My heart jackhammers and I search behind us and on the floorboard, grabbing it and handing it to Meg. The phone stops ringing.

“No!” Meg shouts and hits the steering wheel, her head dropping onto it, her long hair draped over her face.

“Try to call it back,” I urge, wondering why I doubt someone this distraught, but I do.

She lifts her head, tears streaking her cheeks. “Been there, done that. It doesn’t work.”

The phone beeps with a text and she glances down and goes even paler than she already is. “What is it?” I whisper, barely able to breathe.

She hands me the phone and I read the message, my blood running cold. You’re wasting time that Chad doesn’t have in gas stations and highways. Get on a damn plane and get me what I want or your lover boy is dead.  

Meg turns to me and grabs my arm, her fingers pinching into my flesh. “What do we do? What the hell do we do?”

There is one answer and it is both right and wrong in every way. We go to Texas, where this started and deep down, I’ve always known it will end. Liam will find me there, though, and it’s clear we’re being watched. But I’ve warned him he’s in danger. He’ll play it cautious, and watch me from a distance like they, whoever they are, seem to be doing. I might even be safer for that reason. He won’t charge into Jasmine Heights and claim me as his. Who am I kidding? This is Liam Stone I’m talking about. Yes. Yes, he will. And these people I’m dealing with have killed before. They’ll kill again. They’ll kill him if I don’t find a way to protect him.

Meg grabs my arm. “Amy. Please. What do we do?”

“We go to a cheap hotel where we shower, change, eat real food, and sleep at least two hours. Then we figure it out.”

“We should figure it out now.”

“No, we don’t. We need to figure it out right. The wrong move and people die.” And no one else is dying on me. That’s the only “The End” I’ll accept.

Chapter Sixteen

Three hours later, we’re back on the road and pulling into the airport after sleeping for a couple of hours and showering. I’ve borrowed a bra that’s a size too big, a pink tank top, jeans, and a jacket from Meg, and I at least feel a little human.

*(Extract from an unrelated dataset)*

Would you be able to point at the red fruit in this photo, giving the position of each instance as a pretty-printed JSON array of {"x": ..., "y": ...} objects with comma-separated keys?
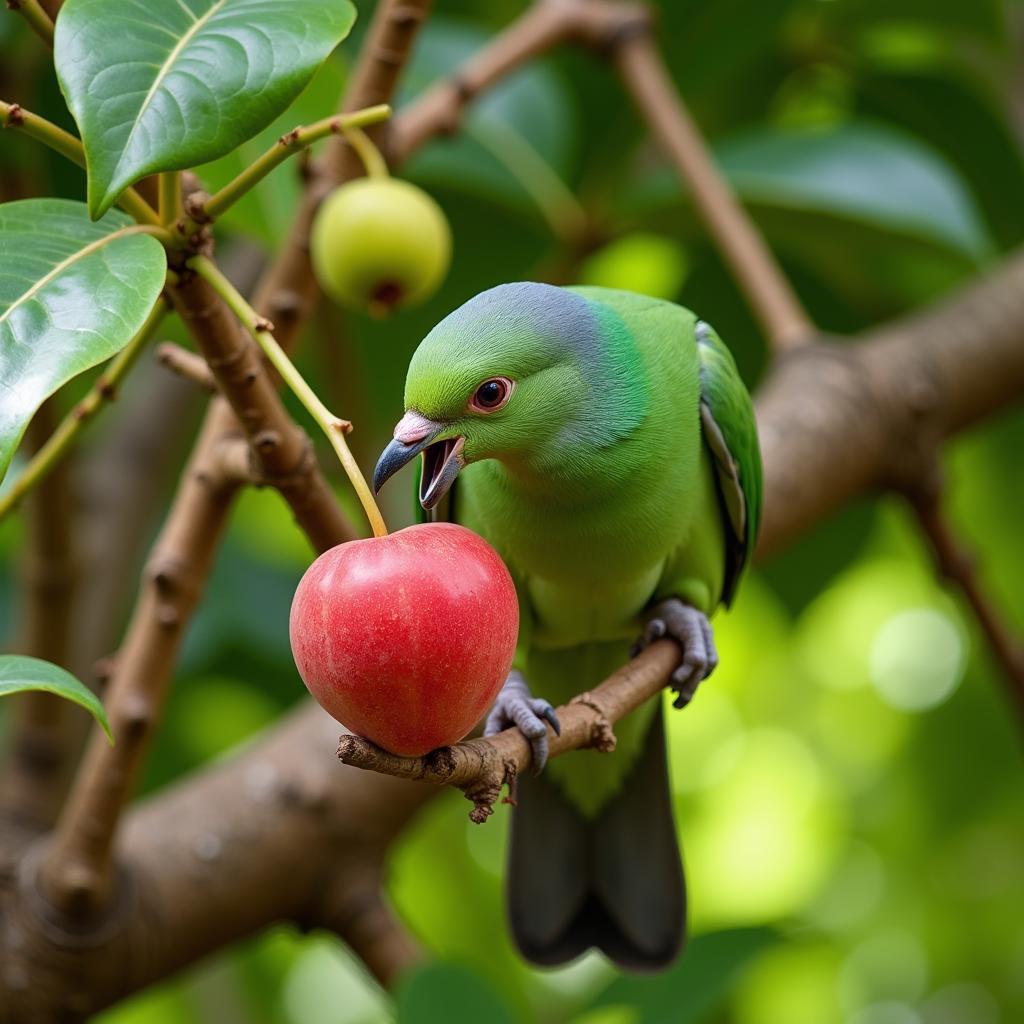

Meg parks her Volvo in the long-term section of the Philly airport, and hangs up the phone after calling the airline. “We’re good. The flight that leaves in thirty minutes is still under-booked.”

“How under-booked?”

“Thirty percent.”

“That’s perfect. We can buy a ticket at the gate right now and get a seat.”

“Liam Stone has money and power. He’s still going to be able to see you used your ID for the flight.”

“You keep saying that.”

“Because I’m right.”

Yes. She is. “That’s why I have to distract him. I assume that phone you’re using is under an alias since you helped Chad relocate me?”

She nods. “Yes.”

“Then I need to use it to call Liam.”

Her eyes go wide. “What? Are you crazy?”

“I’m going to convince him I’m in Denver and on the run. He’ll get everyone working for him focused on finding me there. It won’t keep him away forever, but maybe it will be long enough for me to figure this all out.” She doesn’t look overjoyed. I’m sure not. “It’s the closest thing to a solution we have.”

She hands me the phone. “You have to make him believe you’re in danger.”

I take it and turn away. “I know.” And I dread this clear to my soul. I take a moment to think of my story, then punch in the number I’m thankful I still remember. He answers almost immediately and how he knows it’s me, I don’t know, but he says, “Amy?”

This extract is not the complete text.